His chin dropped to his chest, the fairy lights catching his dark hair as he shifted across the floorboards.

He looked broken… guilty… Why would he look guilty?

"Hendrix…"

The pieces came together in my mind, creating a reality I'd spent two years doing everything to avoid. He knew. Johan was dead. And Hendrix knew he'd raped me…

"I'll always protect you, Lola." His gaze met mine, and he looked at me like he loved me. Like he'd kill for me... "It wouldn't have mattered if I'd never seen you again. If it had been ten, twenty, thirty years from now, if you had been married to someone else, the second I found out, I would have made him pay."

And hadn't I always known that? "That's why I lied," I whispered.

"I know that now."

Then silence fell between us. The chirp of crickets sounded outside. Somewhere in the distance, the soft lull of old Christmas carols echoed through the cold night. And we were right there. In the treehouse, shrouded with our secrets.

But what did they change? Anything? Two years of lying hadn't changed a thing.

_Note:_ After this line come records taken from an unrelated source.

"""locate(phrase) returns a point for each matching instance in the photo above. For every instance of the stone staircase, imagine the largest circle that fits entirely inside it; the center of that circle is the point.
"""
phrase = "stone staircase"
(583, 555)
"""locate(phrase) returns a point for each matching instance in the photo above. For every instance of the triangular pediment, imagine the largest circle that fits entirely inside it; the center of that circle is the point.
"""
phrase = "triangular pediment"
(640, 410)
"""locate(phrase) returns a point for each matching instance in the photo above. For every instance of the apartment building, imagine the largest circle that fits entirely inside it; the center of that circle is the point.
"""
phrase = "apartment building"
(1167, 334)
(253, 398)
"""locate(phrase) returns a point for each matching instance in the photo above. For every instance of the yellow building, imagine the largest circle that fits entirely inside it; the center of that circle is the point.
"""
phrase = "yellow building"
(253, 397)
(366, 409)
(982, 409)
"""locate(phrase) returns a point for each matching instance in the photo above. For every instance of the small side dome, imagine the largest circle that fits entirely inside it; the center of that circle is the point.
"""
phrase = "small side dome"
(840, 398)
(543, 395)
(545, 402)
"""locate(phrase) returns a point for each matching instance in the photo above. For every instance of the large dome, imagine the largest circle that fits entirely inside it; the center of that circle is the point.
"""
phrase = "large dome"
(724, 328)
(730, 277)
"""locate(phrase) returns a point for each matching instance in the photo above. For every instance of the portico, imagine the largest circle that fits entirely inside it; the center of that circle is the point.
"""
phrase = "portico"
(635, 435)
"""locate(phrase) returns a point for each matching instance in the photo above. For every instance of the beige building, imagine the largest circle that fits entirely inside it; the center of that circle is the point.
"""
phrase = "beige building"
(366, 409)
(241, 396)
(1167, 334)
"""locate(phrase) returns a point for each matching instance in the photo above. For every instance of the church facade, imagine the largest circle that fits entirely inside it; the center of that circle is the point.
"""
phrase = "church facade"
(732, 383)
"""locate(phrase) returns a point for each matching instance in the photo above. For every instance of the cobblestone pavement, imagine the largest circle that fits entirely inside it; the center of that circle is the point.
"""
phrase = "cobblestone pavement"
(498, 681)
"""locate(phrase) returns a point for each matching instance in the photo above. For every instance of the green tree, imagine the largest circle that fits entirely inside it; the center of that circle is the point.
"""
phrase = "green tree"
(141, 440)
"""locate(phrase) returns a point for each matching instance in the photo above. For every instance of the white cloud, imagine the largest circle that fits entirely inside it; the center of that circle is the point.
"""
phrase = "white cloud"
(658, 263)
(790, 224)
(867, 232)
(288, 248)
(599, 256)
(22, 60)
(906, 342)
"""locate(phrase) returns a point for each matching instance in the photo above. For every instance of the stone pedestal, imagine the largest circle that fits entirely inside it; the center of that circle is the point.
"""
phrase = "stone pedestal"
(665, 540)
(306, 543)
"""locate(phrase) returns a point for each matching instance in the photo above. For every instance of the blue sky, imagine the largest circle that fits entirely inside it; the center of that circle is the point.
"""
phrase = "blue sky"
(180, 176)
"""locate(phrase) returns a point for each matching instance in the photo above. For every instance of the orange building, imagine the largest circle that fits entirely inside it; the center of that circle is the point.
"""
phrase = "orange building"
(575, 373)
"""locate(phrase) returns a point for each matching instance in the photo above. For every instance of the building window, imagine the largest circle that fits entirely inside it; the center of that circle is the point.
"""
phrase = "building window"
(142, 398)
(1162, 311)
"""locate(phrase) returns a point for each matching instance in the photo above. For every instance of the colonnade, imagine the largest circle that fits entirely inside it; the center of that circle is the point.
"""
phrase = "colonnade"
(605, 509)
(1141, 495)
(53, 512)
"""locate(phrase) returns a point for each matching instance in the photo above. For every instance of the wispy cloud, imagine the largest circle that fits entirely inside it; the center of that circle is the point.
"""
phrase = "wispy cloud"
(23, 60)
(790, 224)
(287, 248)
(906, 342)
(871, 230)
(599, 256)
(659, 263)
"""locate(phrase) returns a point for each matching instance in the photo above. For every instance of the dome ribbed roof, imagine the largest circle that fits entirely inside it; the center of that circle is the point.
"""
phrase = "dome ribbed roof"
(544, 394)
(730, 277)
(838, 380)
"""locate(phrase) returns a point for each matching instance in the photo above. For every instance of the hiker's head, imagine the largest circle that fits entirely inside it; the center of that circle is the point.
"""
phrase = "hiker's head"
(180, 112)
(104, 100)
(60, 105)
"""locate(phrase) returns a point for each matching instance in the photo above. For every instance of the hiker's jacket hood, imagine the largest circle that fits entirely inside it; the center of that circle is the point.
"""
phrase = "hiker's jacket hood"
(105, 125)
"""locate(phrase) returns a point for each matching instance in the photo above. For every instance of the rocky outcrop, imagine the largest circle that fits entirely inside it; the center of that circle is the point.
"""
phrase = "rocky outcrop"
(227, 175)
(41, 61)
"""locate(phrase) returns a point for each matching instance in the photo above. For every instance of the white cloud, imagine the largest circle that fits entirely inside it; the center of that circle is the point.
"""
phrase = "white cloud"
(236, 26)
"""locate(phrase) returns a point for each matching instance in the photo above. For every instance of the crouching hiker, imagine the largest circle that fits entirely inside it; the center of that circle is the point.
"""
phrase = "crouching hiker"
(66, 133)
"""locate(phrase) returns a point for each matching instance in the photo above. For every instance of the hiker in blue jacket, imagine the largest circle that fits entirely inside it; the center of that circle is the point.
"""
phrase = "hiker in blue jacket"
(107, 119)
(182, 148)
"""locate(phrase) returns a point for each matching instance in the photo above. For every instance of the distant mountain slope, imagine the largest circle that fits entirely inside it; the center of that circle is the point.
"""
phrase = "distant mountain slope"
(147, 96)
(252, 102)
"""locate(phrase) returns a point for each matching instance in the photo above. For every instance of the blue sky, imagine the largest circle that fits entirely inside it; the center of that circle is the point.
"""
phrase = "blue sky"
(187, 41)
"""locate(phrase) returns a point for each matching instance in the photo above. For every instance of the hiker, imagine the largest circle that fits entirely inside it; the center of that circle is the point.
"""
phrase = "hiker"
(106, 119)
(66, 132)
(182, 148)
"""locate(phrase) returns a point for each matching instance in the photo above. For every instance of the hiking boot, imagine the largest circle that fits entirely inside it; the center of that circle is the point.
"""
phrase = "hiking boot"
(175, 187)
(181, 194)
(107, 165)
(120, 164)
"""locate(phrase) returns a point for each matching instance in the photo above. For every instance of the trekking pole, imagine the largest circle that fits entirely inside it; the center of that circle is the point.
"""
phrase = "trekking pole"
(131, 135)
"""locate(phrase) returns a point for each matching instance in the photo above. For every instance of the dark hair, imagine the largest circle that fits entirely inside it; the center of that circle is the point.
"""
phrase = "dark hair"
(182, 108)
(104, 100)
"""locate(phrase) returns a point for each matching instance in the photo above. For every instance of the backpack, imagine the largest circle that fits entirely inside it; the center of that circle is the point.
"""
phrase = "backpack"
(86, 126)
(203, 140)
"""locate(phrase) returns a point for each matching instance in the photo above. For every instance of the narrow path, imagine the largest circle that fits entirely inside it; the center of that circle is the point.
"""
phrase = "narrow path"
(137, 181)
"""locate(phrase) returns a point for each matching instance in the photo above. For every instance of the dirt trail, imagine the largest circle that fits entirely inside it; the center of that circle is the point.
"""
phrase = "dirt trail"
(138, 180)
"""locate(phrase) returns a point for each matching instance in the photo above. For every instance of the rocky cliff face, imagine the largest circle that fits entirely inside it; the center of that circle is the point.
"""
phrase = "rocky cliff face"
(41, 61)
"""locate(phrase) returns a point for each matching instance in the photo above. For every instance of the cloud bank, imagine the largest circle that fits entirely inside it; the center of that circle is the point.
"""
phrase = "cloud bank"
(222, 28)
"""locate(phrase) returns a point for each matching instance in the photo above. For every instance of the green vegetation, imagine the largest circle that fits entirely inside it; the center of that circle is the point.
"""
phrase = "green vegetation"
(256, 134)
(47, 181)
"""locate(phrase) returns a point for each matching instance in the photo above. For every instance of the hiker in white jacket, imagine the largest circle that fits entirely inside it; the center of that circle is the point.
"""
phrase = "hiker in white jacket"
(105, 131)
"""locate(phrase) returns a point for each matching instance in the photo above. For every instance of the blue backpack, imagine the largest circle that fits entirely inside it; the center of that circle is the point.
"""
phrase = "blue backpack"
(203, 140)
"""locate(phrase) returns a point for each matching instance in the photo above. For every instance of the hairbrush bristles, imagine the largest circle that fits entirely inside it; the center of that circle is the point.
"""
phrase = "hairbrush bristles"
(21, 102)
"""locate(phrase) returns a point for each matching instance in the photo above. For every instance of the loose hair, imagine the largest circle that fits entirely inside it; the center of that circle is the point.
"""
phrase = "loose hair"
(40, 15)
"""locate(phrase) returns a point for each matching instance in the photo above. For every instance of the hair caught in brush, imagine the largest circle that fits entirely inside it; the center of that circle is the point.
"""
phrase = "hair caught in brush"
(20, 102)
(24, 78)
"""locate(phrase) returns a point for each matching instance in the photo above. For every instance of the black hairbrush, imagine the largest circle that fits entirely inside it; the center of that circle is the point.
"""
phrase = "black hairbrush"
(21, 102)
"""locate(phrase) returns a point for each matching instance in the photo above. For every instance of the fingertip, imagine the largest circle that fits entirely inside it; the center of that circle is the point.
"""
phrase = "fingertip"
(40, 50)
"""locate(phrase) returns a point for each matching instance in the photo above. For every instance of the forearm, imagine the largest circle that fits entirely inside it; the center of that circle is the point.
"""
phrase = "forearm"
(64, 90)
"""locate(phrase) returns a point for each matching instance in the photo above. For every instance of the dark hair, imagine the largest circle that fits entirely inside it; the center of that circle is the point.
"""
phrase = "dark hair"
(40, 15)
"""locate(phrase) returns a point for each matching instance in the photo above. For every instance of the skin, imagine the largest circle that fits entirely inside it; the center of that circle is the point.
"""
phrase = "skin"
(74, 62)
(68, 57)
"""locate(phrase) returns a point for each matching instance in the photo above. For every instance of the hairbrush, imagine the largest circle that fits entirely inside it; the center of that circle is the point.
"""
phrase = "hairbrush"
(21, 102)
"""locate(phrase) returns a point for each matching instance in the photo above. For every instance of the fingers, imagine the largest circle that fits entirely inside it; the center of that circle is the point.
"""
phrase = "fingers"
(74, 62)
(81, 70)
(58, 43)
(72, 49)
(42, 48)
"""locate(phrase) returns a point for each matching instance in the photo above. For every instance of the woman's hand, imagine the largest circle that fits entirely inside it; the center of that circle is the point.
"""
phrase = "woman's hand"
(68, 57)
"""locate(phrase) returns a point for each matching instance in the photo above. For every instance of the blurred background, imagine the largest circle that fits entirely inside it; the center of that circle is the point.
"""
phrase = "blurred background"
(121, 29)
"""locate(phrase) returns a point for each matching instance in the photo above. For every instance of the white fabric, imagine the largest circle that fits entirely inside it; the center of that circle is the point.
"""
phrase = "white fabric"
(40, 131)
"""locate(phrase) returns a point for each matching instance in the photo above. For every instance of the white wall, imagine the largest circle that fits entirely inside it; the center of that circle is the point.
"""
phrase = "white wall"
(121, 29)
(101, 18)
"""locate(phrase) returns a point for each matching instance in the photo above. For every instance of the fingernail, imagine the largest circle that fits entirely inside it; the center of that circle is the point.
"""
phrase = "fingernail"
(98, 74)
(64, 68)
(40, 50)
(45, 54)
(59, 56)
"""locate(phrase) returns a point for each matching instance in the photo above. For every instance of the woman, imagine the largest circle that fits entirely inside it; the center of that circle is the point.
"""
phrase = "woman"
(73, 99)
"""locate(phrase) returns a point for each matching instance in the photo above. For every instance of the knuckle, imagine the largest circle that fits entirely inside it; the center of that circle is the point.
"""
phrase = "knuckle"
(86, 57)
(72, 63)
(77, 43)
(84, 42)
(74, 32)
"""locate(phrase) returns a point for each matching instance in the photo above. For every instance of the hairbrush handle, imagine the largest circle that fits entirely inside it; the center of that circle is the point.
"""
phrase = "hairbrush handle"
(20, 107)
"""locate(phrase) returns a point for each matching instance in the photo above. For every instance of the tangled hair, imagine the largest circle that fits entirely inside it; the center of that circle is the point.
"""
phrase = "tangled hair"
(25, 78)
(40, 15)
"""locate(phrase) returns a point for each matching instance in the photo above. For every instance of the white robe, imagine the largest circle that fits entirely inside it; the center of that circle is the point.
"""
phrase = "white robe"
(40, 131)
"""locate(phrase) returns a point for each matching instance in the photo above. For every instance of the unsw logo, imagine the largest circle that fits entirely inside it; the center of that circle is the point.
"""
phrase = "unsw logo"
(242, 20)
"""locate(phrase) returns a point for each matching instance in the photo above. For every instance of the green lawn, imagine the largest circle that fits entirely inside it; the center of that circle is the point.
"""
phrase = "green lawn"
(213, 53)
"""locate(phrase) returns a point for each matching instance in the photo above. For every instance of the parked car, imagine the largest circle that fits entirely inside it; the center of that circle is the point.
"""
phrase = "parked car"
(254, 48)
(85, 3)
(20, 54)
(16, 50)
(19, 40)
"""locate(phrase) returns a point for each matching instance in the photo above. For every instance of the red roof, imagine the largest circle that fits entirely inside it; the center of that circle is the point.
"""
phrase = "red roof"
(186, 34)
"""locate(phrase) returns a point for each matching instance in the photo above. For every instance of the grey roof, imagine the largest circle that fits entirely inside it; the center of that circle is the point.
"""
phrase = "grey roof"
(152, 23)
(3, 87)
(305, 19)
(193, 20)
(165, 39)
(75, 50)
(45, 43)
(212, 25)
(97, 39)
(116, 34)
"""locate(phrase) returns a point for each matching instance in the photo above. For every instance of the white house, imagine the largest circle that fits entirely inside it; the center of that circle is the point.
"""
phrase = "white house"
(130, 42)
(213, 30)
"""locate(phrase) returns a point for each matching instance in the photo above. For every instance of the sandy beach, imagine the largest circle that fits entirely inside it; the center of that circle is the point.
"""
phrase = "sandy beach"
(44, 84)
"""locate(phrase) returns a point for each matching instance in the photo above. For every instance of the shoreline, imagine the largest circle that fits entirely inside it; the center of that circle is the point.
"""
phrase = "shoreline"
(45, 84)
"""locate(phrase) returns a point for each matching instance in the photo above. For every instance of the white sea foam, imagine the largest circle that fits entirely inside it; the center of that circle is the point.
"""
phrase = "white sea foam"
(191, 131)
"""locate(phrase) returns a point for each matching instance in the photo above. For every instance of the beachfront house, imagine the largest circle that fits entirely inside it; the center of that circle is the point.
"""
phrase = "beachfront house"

I looked at Hendrix, at the boy who had protected me all of my life. The boy I had broken—no, the boy Johan had broken right along with the girl he loved.

If I'd learned anything in the past two years, it was that a person couldn't change the past. In Dayton, there wasn't much any of us could do to change the future. If Hendrix had killed Johan, if he had gotten caught, would I really give up one more day with him?

No, I wouldn't. I didn't want to know if he'd done it. I didn't care beyond the possibility of him being taken from me.

"Fuck, Lola…" Hendrix used his sleeve to wipe the tears from his face, then he grabbed my cold hand in his. "There hasn't been a damn day since I met you that I haven't thought about you. Haven't needed you." His thumb swept over my knuckles. "Loving you is the only damn thing in life that I know will never change." He slipped the ring on my finger. "I'm not letting you leave. I'm not letting you say no."

I laughed through tears and glanced at the ring.

I couldn't remember a time when I hadn't pictured my entire life with Hendrix. When he didn't represent forever. That hadn't changed, and it never would, no matter what he did. Because he'd never do anything to hurt me. He'd always protect me and love me. And that was more than most people got to have.

His hand gripped my jaw, pulling my gaze to his. "No more lies."

I touched my forehead to his. "No more lies."

"So, are you going to marry me or what, Lola Cola?"

I couldn't help but smile. "Yes."

And then he kissed me as if he hadn't a thousand times before. As though he couldn't wait to kiss me a thousand times more.